The following environment is given:

Cisco Secure ACS 3.3 Solution Engine, Cisco Accesspoints 1231G, Cisco 2950 Switch,

Windows XP Clients (SP2) and a Active Directory Userdatabase. All components

can communicate with each other. Active Directory is connected with the ACS Server (in

assistance with the Agent Software on a Member Server) and works.

We want to authenticate the Wired and Wireless Users with PEAP or EAP-TLS.

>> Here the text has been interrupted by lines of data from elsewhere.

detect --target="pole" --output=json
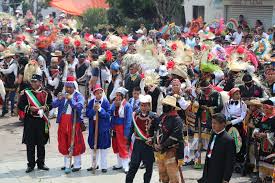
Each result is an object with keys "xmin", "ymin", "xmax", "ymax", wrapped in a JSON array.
[
  {"xmin": 93, "ymin": 111, "xmax": 98, "ymax": 174},
  {"xmin": 178, "ymin": 166, "xmax": 185, "ymax": 183},
  {"xmin": 69, "ymin": 109, "xmax": 76, "ymax": 172}
]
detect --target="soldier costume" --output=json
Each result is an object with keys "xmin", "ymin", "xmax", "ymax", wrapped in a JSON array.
[
  {"xmin": 18, "ymin": 74, "xmax": 52, "ymax": 173},
  {"xmin": 154, "ymin": 96, "xmax": 184, "ymax": 183},
  {"xmin": 52, "ymin": 76, "xmax": 86, "ymax": 173},
  {"xmin": 252, "ymin": 100, "xmax": 275, "ymax": 181},
  {"xmin": 126, "ymin": 95, "xmax": 158, "ymax": 183},
  {"xmin": 111, "ymin": 87, "xmax": 133, "ymax": 173},
  {"xmin": 86, "ymin": 85, "xmax": 111, "ymax": 173}
]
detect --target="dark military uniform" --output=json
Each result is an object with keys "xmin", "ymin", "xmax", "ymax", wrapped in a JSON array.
[
  {"xmin": 18, "ymin": 89, "xmax": 52, "ymax": 168},
  {"xmin": 126, "ymin": 111, "xmax": 158, "ymax": 183},
  {"xmin": 155, "ymin": 111, "xmax": 184, "ymax": 183}
]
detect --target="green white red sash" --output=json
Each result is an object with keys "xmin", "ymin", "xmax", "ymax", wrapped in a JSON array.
[
  {"xmin": 133, "ymin": 112, "xmax": 148, "ymax": 141},
  {"xmin": 25, "ymin": 90, "xmax": 50, "ymax": 133}
]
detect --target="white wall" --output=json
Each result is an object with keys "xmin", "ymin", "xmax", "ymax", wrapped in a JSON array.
[{"xmin": 183, "ymin": 0, "xmax": 224, "ymax": 22}]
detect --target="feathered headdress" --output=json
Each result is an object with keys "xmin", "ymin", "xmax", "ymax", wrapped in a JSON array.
[
  {"xmin": 23, "ymin": 60, "xmax": 42, "ymax": 82},
  {"xmin": 200, "ymin": 62, "xmax": 222, "ymax": 73},
  {"xmin": 144, "ymin": 71, "xmax": 160, "ymax": 86}
]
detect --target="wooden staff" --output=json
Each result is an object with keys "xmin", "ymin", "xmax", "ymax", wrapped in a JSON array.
[
  {"xmin": 69, "ymin": 109, "xmax": 76, "ymax": 168},
  {"xmin": 93, "ymin": 111, "xmax": 98, "ymax": 174},
  {"xmin": 178, "ymin": 166, "xmax": 185, "ymax": 183}
]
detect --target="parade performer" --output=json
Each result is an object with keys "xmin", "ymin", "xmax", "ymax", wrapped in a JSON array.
[
  {"xmin": 196, "ymin": 80, "xmax": 223, "ymax": 147},
  {"xmin": 86, "ymin": 85, "xmax": 111, "ymax": 173},
  {"xmin": 252, "ymin": 99, "xmax": 275, "ymax": 180},
  {"xmin": 239, "ymin": 73, "xmax": 268, "ymax": 101},
  {"xmin": 129, "ymin": 87, "xmax": 141, "ymax": 111},
  {"xmin": 154, "ymin": 96, "xmax": 184, "ymax": 183},
  {"xmin": 224, "ymin": 88, "xmax": 247, "ymax": 162},
  {"xmin": 0, "ymin": 50, "xmax": 18, "ymax": 117},
  {"xmin": 198, "ymin": 113, "xmax": 236, "ymax": 183},
  {"xmin": 244, "ymin": 99, "xmax": 264, "ymax": 180},
  {"xmin": 18, "ymin": 74, "xmax": 52, "ymax": 173},
  {"xmin": 111, "ymin": 87, "xmax": 133, "ymax": 173},
  {"xmin": 52, "ymin": 76, "xmax": 85, "ymax": 173},
  {"xmin": 107, "ymin": 62, "xmax": 123, "ymax": 101},
  {"xmin": 126, "ymin": 95, "xmax": 158, "ymax": 183}
]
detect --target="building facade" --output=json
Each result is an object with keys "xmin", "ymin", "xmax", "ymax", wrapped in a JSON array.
[{"xmin": 182, "ymin": 0, "xmax": 275, "ymax": 29}]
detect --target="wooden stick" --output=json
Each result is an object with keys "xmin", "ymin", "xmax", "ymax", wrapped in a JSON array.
[{"xmin": 93, "ymin": 111, "xmax": 98, "ymax": 174}]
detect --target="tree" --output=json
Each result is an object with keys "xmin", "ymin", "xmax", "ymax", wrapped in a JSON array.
[
  {"xmin": 153, "ymin": 0, "xmax": 182, "ymax": 20},
  {"xmin": 107, "ymin": 0, "xmax": 157, "ymax": 20}
]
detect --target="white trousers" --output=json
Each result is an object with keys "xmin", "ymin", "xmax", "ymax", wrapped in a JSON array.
[
  {"xmin": 64, "ymin": 155, "xmax": 81, "ymax": 168},
  {"xmin": 91, "ymin": 149, "xmax": 108, "ymax": 169}
]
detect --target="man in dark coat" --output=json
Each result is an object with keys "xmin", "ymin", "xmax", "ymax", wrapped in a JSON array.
[
  {"xmin": 18, "ymin": 74, "xmax": 52, "ymax": 173},
  {"xmin": 198, "ymin": 113, "xmax": 236, "ymax": 183}
]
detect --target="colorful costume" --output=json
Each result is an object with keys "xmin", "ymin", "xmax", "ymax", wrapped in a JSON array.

Basically the authentication of the Windows XP Users is successfull against the

ACS Server which seeks the Users in the Active Directory.

But there is a unacceptable phenomenon in the authentication process.

I will describe this phenomenon:

When a Windows XP User enables his Wireless Card the authentication progress is

successfull and he can work fine. Now, if this User deactivates his Wireless Interface and

and activates the Wireless Interface a moment later again the authentication process takes

a very very long time. It seems as the ACS Server doesn´t recognize the new authentication

request. This problem happens with EAP-TLS and PEAP Authentication. And it happens over

Wired Ports (2950 Switch) and Wireless Cisco Accesspoints. We have also tested different Windows

Clients. My Own Laptop works fine in other Customer 802.1x enabled environments! But there

i have still the same problem like the Customers Workstations.

Maybe it is a caching problem of the user credentials on the ACS or something else!?